Forget the Myths and Stereotypes — Arian Foster Remains a Fantasy Football Superstar in 2013
Let’s set the record straight once and for all because I’ve heard, read and seen enough. Until he proves otherwise – and he has yet to do so – Houston Texans running back Arian Foster has been and will again be a fantasy football monster, period.
I too have read the prognostications of his sure-to-be bust/injury-prone season, but I have yet to find any statistical or historical data to back up this assumption. With that said, for grins, let’s take a look at the popular reasoning behind shunning the perennial fantasy superstar.
Let’s break down a few of the “Foster Myths.”
One of my personal favorite brands placed on Foster is that he is injury-prone. Sure, he misses a few practices here and there in preseason, and he has yet to carry the ball for Houston in a preseason game, but what top-tier workhorse fantasy running back hasn’t?
Trent Richardson, LeSean McCoy and even perennial no. 1 pick Adrian Peterson have missed games for their teams this preseason, but that hasn’t stopped them getting their fair share of fantasy love.
Here’s the bottom line on Foster and his plethora of injuries throughout his career. In three years as the Texans’ lead back, he has started 45 of 48 games. Only in one of the three seasons has he not played all 16 games. Remember folks, the preseason means nothing, Fantasy football is based on regular season stats, and Foster is a mainstay in the Texans backfield in the regular season.
Let’s quickly discard the next stereotype. Foster is not an “old” running back. As I said earlier, he has only played three full seasons in the NFL and he is a ripe 26-years old. This excuse is simply ridiculous.
The final myth is his regression. Yes, I know Foster’s yards per carry has dropped by point something per carry, but if that is the mere basis for your regression argument, you are missing the forest for the trees, my friend.
Foster’s totals last season were just over 100 yards and one touchdown less than his first season as the Texans’ lead back. He rushed for over 1400 yards and scored 15 touchdowns. What fantasy football world do you live in where this is not considered a monster season? A guarantee of 1400-plus yards and double-digit touchdowns — a realistic stat line for Foster in 2013 — is fine by me, I’ll take his “regression.”

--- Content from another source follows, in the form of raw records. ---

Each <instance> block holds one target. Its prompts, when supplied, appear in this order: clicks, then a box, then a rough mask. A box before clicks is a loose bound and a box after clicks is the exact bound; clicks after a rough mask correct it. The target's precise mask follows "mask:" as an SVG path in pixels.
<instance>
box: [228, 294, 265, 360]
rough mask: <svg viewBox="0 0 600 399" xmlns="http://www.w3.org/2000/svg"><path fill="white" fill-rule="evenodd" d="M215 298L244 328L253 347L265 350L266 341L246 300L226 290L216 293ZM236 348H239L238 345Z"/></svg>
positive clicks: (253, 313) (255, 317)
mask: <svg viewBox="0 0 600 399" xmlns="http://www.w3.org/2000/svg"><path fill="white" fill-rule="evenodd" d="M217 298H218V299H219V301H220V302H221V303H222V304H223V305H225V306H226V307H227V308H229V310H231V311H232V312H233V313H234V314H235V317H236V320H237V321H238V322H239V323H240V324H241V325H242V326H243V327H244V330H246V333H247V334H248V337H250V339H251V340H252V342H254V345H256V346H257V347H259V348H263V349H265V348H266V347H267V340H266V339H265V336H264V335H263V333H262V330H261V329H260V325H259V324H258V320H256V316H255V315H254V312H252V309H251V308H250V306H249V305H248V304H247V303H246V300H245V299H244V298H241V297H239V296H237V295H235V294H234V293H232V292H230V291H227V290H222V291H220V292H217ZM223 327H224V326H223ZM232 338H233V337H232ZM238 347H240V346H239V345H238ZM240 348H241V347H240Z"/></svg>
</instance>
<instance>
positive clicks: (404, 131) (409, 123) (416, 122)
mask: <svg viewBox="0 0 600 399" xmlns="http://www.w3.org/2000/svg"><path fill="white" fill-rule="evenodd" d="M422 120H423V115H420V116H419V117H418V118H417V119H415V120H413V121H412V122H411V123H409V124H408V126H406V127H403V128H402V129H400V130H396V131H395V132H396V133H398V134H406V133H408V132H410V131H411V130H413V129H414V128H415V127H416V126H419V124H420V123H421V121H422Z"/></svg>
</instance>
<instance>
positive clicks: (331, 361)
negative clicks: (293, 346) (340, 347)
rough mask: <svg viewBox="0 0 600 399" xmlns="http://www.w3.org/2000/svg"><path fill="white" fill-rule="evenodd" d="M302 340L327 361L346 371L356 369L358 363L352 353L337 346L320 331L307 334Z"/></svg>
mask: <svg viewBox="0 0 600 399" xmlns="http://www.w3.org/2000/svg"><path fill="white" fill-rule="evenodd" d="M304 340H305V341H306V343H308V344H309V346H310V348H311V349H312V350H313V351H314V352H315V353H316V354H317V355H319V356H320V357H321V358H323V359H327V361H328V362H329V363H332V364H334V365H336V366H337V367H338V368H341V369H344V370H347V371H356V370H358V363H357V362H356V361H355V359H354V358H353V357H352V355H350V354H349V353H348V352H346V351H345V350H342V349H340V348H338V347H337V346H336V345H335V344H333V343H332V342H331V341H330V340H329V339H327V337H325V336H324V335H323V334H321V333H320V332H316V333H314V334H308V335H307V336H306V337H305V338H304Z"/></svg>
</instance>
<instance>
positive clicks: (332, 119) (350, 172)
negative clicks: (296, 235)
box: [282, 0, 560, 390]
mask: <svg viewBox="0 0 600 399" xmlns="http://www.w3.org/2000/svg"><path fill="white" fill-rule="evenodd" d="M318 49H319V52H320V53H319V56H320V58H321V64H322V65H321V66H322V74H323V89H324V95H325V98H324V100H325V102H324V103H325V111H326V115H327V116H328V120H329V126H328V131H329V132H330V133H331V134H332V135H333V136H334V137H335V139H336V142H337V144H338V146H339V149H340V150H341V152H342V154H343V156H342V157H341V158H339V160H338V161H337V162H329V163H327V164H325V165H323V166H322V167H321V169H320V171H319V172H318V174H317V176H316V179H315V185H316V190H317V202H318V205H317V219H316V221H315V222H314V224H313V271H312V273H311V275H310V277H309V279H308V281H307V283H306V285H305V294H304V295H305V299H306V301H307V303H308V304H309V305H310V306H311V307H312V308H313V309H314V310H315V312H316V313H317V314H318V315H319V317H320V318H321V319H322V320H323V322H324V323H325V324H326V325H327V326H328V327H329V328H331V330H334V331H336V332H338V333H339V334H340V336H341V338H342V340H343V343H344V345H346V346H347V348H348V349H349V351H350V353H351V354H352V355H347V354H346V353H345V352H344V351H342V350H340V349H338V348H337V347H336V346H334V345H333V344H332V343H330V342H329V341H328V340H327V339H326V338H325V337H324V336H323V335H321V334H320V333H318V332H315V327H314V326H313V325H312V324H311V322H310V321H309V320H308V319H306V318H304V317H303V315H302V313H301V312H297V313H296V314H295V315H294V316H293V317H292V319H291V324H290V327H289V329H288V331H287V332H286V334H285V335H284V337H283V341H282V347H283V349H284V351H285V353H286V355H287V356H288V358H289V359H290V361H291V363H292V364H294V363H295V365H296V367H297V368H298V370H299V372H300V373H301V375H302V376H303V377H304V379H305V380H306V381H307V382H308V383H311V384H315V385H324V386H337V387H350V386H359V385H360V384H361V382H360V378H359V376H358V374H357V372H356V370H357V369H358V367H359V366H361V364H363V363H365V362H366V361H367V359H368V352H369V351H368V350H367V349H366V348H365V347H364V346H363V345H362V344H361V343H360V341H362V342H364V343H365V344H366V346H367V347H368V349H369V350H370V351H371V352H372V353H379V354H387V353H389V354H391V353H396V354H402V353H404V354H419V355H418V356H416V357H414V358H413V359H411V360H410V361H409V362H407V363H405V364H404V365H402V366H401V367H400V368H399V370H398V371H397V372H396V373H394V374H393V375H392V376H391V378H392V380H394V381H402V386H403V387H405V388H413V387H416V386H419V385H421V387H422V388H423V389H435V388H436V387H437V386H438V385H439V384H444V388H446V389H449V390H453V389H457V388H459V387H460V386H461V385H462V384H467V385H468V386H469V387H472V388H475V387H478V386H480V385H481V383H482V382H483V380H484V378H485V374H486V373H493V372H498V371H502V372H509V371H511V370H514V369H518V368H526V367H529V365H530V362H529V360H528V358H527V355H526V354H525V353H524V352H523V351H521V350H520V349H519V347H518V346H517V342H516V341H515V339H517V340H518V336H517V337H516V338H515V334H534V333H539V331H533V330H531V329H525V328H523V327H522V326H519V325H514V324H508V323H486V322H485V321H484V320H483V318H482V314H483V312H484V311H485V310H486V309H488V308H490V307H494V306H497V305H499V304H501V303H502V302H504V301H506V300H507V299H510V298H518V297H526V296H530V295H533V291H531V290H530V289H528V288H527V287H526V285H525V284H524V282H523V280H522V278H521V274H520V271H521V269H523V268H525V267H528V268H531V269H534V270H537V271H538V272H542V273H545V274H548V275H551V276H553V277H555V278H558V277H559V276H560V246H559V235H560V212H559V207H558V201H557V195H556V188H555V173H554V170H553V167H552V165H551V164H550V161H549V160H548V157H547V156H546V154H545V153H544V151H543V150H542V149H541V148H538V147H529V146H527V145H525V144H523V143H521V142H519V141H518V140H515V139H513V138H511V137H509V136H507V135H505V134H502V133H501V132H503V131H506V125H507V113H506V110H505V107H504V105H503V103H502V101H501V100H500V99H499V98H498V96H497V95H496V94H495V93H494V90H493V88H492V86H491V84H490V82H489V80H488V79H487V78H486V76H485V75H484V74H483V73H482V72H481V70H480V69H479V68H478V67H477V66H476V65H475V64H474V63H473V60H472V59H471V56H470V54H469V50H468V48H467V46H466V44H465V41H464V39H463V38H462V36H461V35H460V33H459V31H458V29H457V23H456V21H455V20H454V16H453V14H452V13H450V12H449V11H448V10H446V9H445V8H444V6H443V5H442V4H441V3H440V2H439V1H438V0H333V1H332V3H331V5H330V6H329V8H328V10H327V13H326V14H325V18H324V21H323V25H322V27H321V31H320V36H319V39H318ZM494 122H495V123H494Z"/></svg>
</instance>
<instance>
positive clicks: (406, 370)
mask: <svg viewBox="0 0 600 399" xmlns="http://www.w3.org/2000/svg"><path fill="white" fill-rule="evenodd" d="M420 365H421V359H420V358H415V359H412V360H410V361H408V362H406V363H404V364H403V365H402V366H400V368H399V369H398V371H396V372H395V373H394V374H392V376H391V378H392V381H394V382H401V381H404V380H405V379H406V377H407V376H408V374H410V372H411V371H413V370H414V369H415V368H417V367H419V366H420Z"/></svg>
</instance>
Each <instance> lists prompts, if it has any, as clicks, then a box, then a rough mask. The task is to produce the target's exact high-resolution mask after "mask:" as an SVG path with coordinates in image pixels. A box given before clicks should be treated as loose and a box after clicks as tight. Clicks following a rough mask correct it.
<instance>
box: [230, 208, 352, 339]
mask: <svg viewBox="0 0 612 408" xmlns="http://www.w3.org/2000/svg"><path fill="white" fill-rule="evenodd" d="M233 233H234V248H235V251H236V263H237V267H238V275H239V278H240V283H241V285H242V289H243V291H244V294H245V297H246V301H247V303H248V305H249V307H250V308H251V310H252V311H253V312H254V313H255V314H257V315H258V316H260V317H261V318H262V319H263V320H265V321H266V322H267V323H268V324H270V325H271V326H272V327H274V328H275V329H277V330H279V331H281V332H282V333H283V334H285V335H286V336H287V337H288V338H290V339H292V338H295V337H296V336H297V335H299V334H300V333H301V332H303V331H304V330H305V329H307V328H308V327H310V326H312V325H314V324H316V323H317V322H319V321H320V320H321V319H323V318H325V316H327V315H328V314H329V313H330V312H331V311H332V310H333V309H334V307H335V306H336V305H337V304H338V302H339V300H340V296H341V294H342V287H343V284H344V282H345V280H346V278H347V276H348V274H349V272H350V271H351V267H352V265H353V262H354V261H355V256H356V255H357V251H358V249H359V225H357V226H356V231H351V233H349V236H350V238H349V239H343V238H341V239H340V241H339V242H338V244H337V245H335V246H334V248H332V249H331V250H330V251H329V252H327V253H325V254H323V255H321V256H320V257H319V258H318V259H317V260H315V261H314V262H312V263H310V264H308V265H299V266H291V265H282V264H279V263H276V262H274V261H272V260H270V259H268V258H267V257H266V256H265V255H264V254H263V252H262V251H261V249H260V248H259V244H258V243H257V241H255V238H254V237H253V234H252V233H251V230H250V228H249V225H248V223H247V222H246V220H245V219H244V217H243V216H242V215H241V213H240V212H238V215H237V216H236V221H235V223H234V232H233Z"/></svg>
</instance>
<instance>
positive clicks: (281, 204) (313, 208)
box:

Finally, I write in great lengths about my phobia of top-five projected fantasy football backs because of their high bust potential. In the last five years, backs projected to finish in the top five simply don’t. There are, however, two exceptions to this rule. Peterson is one and you guessed it, Foster is the other.
The guy is reliable, dependable and a stat monster – period. Yet I have seen him fall as far as the sixth running back off the board in mock drafts.
Now, I understand how easy it is to get caught up in the hype prior to any fantasy season. After you read the same thing over and over again, there comes a point where you start to believe there has to be some truth to it.
Here’s the Foster truth I leave you with. If you make the decision to listen to the hype and avoid him due to the countless myths, you’ll be kicking yourself come December. Foster is still the poster child for fantasy football dominance, and there is no indication that will change in 2013.